Ulf Mattsson, Chief Technology Officer, Protegrity: Multiple Tokenization Schemes Meet the Merchant
March 2015 by Ulf Mattsson, CTO, Protegrity Corporation
Tokenization is used to solve many different problems, which explains the existence of several models. Merchants who tokenize their card data need to map the different token schemes to each other. Merchants utilizing a proprietary tokenization system and also use Apple Pay or other EMV token payments will store multiple tokens for the same card number. This is in conflict with an important reason why merchants adopted tokenization initially.Open standards standard for tokenization can be a solution to this problem. An open and universal tokenization standard can also help ensure sensitive personal information beyond just payment card account-level data will be more adequately secured across other US commerce channels.
Current Tokenization Standards Initiatives
Tokenization is currently in standards definition in ANSI X9. X9 is responsible for the industry standards for financial cryptography and data protection including payment card PIN management, credit and debit card encryption and related technologies and processes. The PCI Council has also stated support for tokenization in reducing risk in data breaches, when combined with other technologies such as Point-to-Point Encryption (P2PE) and assessments of compliance to PCI DSS guidelines. Visa Inc. released Visa Tokenization Best Practices for tokenization uses in credit and debit card handling applications and services. In March 2014, EMVCo LLC released its first payment tokenization specification for EMV.
EMVCo Payment Tokenization Framework
In October 2013, MasterCard, Visa and American Express proposed a new standard for digital payments. The purpose of the standard was to provide detailed technical specifications for an interoperable payment tokenization solution benefitting Acquirers, Merchants, Issuers, and Cardholders. The initial version of the specification was published in March 2014. The standard will be managed by EMVCo, the global organization that oversees EMV specifications.
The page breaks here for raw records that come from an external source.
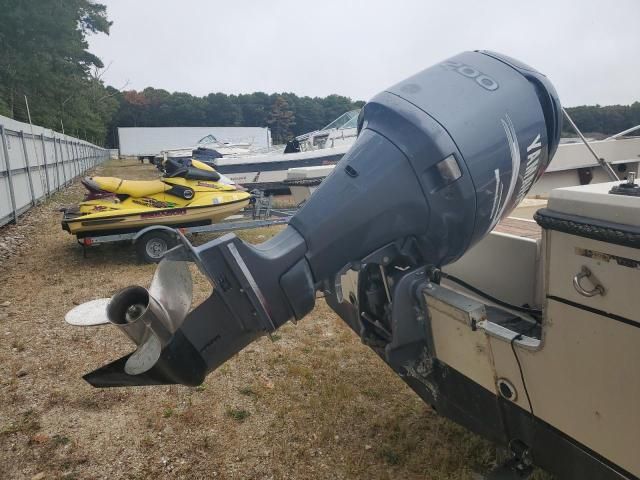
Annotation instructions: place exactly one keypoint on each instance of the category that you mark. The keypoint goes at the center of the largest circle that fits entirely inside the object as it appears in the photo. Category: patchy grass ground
(314, 403)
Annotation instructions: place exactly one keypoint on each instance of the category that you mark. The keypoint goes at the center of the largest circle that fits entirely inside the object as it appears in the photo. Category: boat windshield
(208, 139)
(346, 120)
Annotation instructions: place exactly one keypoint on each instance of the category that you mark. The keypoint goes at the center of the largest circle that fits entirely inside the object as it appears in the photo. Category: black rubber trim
(610, 232)
(612, 316)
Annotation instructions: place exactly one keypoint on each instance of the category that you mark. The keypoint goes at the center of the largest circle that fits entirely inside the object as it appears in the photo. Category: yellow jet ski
(185, 196)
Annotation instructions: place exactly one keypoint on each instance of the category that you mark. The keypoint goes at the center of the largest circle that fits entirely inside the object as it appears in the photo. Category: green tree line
(44, 56)
(608, 120)
(286, 114)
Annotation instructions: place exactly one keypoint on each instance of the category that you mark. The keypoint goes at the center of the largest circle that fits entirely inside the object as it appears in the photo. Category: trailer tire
(152, 246)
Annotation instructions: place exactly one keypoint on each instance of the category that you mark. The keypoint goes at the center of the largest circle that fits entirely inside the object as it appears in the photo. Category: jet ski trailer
(151, 243)
(531, 342)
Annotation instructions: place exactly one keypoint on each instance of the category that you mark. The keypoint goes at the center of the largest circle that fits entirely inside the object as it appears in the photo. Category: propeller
(150, 317)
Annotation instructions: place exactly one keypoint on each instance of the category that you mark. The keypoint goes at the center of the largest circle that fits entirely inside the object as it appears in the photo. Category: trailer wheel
(152, 246)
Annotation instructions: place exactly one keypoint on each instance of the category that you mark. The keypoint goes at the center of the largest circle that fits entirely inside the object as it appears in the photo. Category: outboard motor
(440, 158)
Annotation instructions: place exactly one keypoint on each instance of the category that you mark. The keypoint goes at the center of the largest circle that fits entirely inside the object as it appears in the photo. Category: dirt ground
(314, 403)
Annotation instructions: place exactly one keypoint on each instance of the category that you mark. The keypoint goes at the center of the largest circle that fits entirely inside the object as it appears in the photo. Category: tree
(281, 119)
(44, 55)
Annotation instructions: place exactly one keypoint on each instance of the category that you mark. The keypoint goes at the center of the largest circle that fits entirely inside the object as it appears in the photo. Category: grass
(238, 414)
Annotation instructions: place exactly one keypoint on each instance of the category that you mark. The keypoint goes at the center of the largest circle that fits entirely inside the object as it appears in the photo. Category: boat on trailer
(268, 171)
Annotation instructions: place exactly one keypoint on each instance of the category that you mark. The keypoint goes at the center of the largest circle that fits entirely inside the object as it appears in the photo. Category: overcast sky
(590, 49)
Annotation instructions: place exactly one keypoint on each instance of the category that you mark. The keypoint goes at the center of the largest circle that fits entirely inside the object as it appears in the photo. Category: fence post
(69, 159)
(56, 162)
(7, 163)
(64, 172)
(28, 165)
(44, 161)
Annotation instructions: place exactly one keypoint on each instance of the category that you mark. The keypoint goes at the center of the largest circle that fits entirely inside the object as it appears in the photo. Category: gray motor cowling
(443, 156)
(440, 158)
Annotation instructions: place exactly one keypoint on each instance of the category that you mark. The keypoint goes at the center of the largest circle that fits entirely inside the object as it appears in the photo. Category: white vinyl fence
(35, 163)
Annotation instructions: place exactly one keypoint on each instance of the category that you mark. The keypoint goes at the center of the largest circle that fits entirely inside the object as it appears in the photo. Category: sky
(589, 49)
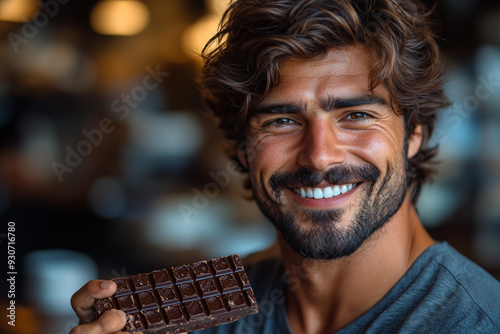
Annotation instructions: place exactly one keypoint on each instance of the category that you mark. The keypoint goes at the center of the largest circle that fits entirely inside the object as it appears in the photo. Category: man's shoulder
(450, 292)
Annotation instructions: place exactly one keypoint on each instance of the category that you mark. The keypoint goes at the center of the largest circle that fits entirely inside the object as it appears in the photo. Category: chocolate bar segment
(183, 298)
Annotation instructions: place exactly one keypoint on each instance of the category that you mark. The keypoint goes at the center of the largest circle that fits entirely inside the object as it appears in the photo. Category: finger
(83, 300)
(110, 322)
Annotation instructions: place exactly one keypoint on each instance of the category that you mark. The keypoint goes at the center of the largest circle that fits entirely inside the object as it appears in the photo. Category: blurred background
(109, 165)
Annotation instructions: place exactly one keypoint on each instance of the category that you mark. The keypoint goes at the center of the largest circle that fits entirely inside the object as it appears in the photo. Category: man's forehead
(347, 61)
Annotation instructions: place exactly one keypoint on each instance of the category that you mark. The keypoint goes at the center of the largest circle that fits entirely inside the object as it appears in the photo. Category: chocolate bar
(183, 298)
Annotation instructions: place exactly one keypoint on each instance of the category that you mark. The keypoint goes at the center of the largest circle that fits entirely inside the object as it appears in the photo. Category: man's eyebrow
(330, 104)
(280, 108)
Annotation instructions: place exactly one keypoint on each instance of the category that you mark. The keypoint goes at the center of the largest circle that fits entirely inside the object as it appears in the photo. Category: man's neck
(325, 296)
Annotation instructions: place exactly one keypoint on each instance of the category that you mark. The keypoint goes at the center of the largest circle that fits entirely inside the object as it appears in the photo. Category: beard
(327, 239)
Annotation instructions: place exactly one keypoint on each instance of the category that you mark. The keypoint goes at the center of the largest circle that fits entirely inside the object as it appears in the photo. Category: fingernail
(105, 284)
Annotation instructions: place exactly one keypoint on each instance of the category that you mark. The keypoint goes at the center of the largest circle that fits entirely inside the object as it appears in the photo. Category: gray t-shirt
(442, 292)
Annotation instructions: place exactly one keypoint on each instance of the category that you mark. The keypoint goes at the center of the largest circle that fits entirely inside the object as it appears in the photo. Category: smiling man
(329, 106)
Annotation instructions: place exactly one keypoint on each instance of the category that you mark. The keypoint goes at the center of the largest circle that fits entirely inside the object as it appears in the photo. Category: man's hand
(83, 301)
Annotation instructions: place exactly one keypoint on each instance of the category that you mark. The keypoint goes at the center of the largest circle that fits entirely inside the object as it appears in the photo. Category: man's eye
(281, 121)
(357, 116)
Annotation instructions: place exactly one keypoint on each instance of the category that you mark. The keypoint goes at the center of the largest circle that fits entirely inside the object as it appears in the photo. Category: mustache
(310, 178)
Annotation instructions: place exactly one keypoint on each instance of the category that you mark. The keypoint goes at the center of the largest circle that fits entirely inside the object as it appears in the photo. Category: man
(329, 106)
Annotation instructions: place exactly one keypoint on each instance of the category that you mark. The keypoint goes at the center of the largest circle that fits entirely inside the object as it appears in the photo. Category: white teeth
(328, 192)
(336, 191)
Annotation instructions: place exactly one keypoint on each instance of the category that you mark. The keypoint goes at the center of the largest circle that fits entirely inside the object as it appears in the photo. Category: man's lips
(324, 192)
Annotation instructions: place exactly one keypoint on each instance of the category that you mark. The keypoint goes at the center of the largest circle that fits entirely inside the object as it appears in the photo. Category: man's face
(327, 156)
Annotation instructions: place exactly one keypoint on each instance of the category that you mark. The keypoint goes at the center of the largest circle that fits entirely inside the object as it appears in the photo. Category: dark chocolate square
(147, 300)
(201, 270)
(208, 287)
(221, 266)
(168, 296)
(228, 283)
(127, 303)
(174, 314)
(181, 274)
(188, 291)
(195, 310)
(153, 318)
(123, 286)
(215, 305)
(161, 278)
(141, 282)
(235, 300)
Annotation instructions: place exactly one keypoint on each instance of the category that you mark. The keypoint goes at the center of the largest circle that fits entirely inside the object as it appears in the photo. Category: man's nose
(321, 148)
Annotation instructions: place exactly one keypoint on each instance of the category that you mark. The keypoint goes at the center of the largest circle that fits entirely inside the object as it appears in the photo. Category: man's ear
(415, 141)
(241, 155)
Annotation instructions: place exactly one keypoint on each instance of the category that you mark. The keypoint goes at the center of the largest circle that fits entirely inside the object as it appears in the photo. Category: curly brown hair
(256, 36)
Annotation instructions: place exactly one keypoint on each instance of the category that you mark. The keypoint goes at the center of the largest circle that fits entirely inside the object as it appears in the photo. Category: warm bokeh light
(117, 17)
(17, 10)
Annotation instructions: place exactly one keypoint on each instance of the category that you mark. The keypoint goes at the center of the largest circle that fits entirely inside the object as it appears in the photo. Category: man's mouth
(327, 192)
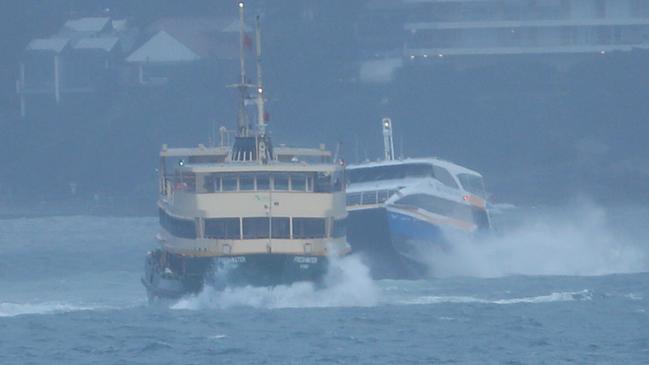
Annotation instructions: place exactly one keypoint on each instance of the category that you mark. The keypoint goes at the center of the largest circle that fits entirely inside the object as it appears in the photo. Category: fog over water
(554, 118)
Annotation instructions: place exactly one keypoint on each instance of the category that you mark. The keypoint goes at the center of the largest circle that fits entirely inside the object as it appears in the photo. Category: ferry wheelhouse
(249, 214)
(414, 206)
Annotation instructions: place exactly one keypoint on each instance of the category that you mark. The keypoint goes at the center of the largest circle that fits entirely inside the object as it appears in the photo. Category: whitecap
(553, 297)
(17, 309)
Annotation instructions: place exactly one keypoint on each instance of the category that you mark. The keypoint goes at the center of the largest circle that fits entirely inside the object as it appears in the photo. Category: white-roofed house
(84, 57)
(182, 48)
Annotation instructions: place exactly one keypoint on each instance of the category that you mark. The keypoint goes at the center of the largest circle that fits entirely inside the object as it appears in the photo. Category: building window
(256, 227)
(309, 228)
(222, 228)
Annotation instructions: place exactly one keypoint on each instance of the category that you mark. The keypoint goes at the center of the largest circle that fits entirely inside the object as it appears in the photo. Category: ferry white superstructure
(250, 213)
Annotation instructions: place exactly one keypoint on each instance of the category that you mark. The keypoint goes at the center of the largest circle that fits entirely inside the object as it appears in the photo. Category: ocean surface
(565, 285)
EVMCo is a payment industry standards setting organization operated by MasterCard, Visa, American Express and other payment networks. EMVCo seeks to facilitate interoperability and to develop more secure payment technologies while maintaining compatibility with the existing payment infrastructure. The standard is building a more secure, interoperable system for replacing card account numbers for conducting commerce via various devices, channels and types of merchants. But the tokens would also provide a foundation for enabling proximity payments at the physical point of sale without secure elements. The move to standardize tokens by the major payment networks has broad implications for how mobile commerce, including NFC payments, will be rolled out.
A Need for a Broader Tokenization Standard
EMV tokens are based on different protocols than the tokenization systems merchants’ use. It may potentially create incompatible token implementations. There are no industry standards for tokenization, such as for encryption. This means that each vendor product has its own protocols and it can be hard to replace it with another product.
Open standards standard for tokenization can be a solution to this problem but it may take several years to form a nonproprietary interoperable open tokenization standard for payment cards. The Food Marketing Institute, Merchant Advisory Group, National Association of Convenience Stores, National Grocers Association, National Restaurant Association, National Retail Federation, and Retail Industry Leaders Association have come together to call for the creation of a set of open standards for tokenized payments that would be managed by an independent body such as ISO or ANSI — rather than by the payments industry. An open and universal tokenization standard will also help ensure sensitive personal information beyond just payment card account-level data will be more adequately secured across other US commerce channels. Tokenization will also be a valuable tool to secure data in other aspects of commerce, such as age verification identity checks, and storage and transmission of electronic health records and pharmacy prescriptions. Ensuring an open standards process for the development of tokenization technology will result in a final standards product appropriate for other aspects of US commerce beyond just payments, and will be more easily and efficiently integrated into all hardware and software business environments.
Evaluating Tokenization Solutions for Merchants
Consider to use tokenization products and host the tokenization server on-premises, to meet performance and architectural requirements, or for tokenizing personally identifiable information (PII) and other sensitive information. Performance, scalability and collision avoidance are important aspects for organizations with large or decentralized operations. Ensure that a payment card number consistently will produce the same token value, without collisions. Some tokenization products require a highly available master database or replicated databases. Other approaches are based on static mapping tables that can operate in a distributed network with a need for replication between tokenization servers. Tokenization implementations must be secure and should be evaluated by at least two independent experts. Organizations that are managing encryption products already have the skills needed to operate tokenization and tokenization can be a cost effective alternative or complement to existing encryption solutions.